Joel Frader, 2:42 PM ESTIn reply to Norm:
Generally, I agree. However, it would also have been reasonable to see if menstruation represented either psychological or hygienic difficulties for Ashley. If either or both developed, one could respond medically to minimize the frequency and amount of bleeding or decide on hysterectomy after puberty. I raised the issue not because of specific concern in Ashley's case but to alert readers about less-than-careful thinking that has occurred in other cases.
Norman Fost, 3:59 PM ESTI'd like to raise another point in response to some comments on the weblog suggesting that this is an example of parents and doctors going off the deep end and treating a handicapped child in a way that is not her interests. Part of this criticism reflects a belief that the parents have asked for these interventions for their own convenience, to minimize their burdens.
There was a time when parents and doctors commonly conspired to deprive handicapped children of standard medical care, often with the explicit goal of hastening death. The "Baby Doe" controversy in the 1970's and 1980's was largely about a well documented pattern, over many years, of withholding standard medical treatment from infants with excellent prospects for long happy lives. The paradigm cases involved children with Down Syndrome and easily fixable defects, such as duodenal atresia.
That problem has largely been resolved in the US. It is, for example, unheard of for an infant to have standard treatment withheld simply because the child has Down Syndrome, or spina bifida, another common birth defect which resulted in inappropriate discrimination on the basis of handicap. The way in which it was resolved produced an over-correction in many people's minds: i.e., excessive use of technology to rescue infants with little or no prospect for long or meaningful existence. Disagreements now are more commonly about very gray cases, babies with uncertain futures and insufficient facts to predict likely longterm outcomes.

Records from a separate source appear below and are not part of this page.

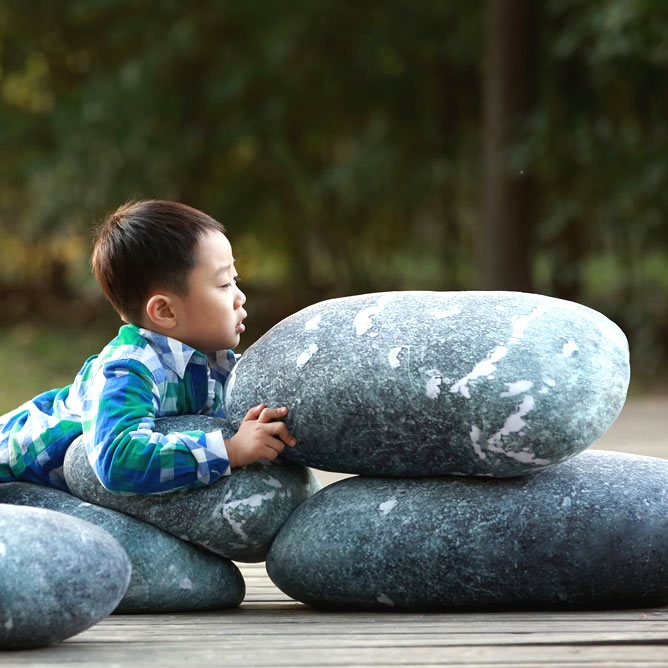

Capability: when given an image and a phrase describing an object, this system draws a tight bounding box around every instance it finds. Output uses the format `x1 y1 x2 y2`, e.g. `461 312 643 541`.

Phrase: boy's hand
225 404 297 468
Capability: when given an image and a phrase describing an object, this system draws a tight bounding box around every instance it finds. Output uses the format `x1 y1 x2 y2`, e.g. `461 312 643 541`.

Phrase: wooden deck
0 398 668 668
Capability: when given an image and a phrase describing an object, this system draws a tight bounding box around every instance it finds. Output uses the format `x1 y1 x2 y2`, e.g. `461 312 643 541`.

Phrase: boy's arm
82 359 230 494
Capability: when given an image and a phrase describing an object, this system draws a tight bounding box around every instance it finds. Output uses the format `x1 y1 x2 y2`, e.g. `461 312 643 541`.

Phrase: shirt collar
138 327 207 378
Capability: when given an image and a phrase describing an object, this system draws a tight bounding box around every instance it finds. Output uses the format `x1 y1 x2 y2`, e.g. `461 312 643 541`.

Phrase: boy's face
172 230 247 354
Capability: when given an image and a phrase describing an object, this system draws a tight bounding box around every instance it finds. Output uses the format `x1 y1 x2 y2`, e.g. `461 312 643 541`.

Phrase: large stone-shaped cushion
0 504 131 648
267 450 668 610
63 415 320 562
0 482 245 614
225 292 629 477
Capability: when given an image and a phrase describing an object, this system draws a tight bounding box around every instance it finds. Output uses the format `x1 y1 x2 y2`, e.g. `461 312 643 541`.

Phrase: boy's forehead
198 230 235 273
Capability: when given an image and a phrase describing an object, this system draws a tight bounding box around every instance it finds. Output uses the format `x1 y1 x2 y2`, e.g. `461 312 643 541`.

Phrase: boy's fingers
244 404 264 422
258 406 288 422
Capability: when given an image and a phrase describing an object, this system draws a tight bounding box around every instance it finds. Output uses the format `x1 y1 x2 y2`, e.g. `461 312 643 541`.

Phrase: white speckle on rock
469 424 487 459
378 497 397 515
425 369 443 399
487 396 551 466
489 396 536 444
450 346 508 399
297 343 318 366
501 380 533 397
561 339 580 357
434 306 462 320
387 346 404 369
510 306 547 343
225 364 237 406
376 593 394 607
353 295 392 336
304 315 322 332
220 490 276 543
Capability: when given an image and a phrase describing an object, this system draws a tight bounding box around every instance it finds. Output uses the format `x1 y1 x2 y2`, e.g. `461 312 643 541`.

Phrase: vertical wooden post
476 0 534 292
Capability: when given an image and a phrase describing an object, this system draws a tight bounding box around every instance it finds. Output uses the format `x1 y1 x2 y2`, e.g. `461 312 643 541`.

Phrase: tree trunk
476 0 534 292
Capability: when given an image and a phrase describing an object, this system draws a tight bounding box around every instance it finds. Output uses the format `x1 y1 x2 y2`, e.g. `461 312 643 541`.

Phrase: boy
0 200 296 494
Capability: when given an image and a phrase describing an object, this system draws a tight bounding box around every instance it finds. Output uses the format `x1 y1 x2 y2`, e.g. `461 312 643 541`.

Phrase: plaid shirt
0 325 236 494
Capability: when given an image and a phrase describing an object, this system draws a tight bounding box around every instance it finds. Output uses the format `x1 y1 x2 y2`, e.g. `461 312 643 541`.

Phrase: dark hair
91 200 225 324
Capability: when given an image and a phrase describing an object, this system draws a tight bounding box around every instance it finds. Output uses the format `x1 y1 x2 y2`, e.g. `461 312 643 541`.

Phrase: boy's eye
220 276 241 288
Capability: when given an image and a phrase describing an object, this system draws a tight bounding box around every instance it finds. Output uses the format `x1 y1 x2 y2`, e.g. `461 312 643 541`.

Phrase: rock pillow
267 451 668 610
0 482 245 614
64 415 320 562
225 292 629 477
0 504 131 650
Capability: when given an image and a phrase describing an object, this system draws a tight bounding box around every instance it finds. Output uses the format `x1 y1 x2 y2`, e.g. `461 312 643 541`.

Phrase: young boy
0 200 295 494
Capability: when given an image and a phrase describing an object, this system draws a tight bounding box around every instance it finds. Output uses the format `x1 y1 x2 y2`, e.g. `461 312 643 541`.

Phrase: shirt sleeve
82 359 230 494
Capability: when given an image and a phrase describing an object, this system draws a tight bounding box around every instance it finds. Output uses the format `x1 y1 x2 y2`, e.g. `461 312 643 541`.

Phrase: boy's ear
146 293 178 329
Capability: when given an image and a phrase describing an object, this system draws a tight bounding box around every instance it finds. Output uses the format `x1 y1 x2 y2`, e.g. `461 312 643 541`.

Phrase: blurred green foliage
0 0 668 382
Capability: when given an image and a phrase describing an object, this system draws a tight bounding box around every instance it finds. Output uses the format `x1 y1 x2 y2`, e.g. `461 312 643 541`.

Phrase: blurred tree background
0 0 668 408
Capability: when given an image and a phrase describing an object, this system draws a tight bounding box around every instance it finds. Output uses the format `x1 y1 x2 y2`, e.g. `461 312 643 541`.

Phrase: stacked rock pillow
226 292 668 610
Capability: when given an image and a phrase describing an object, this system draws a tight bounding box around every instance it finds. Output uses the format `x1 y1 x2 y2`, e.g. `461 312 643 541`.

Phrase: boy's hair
91 200 225 324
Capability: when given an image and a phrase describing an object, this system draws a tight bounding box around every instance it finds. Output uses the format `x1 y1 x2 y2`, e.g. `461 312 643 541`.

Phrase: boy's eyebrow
216 260 234 276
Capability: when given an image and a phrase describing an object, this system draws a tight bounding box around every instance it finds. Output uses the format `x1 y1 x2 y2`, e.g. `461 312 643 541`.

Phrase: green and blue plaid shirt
0 325 236 494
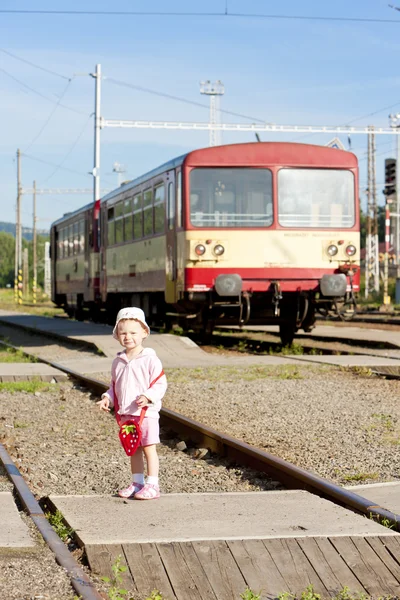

One of the major changes from then to now has been the widespread use of hospital ethics committees, as occurred in this case. While these consultations obviously can not eliminate the possibility that of a decision that, on reflection, is difficult to defend, they greatly reduce the likelihood that decisions will be based on bad information, or sloppy thinking, as was common in the Baby Doe cases.
The detailed account of the medical basis for the decisions in Ashley's case, as well as the careful ethical reasoning that they relied on, are well documented in the article by Gunther and Diekema, and the father's extraordinary detailed account of how and why they came to their conclusions. Whatever disagreements critics may have, it is not possible to say this decision was made casually or quickly, without careful consideration of the relevant facts and arguments.
This is not to say they considered everything. Joel Frader's question, for example, of why not delay the hysterectomy until there is evidence she is suffering from menstruation, was not explicitly addressed in the available materials. So it is always possible to do it better. But the process they used is dramatically different from the approach that characterized decisions 20-30 years ago. Such a process increases the likelihood that a decision will withstand scrutiny, reduces the likelihood that the participants will later realize they left out some important consideration, and should reassure the public, including advocates for handicapped children, that the child's best interest is the focus of decisions.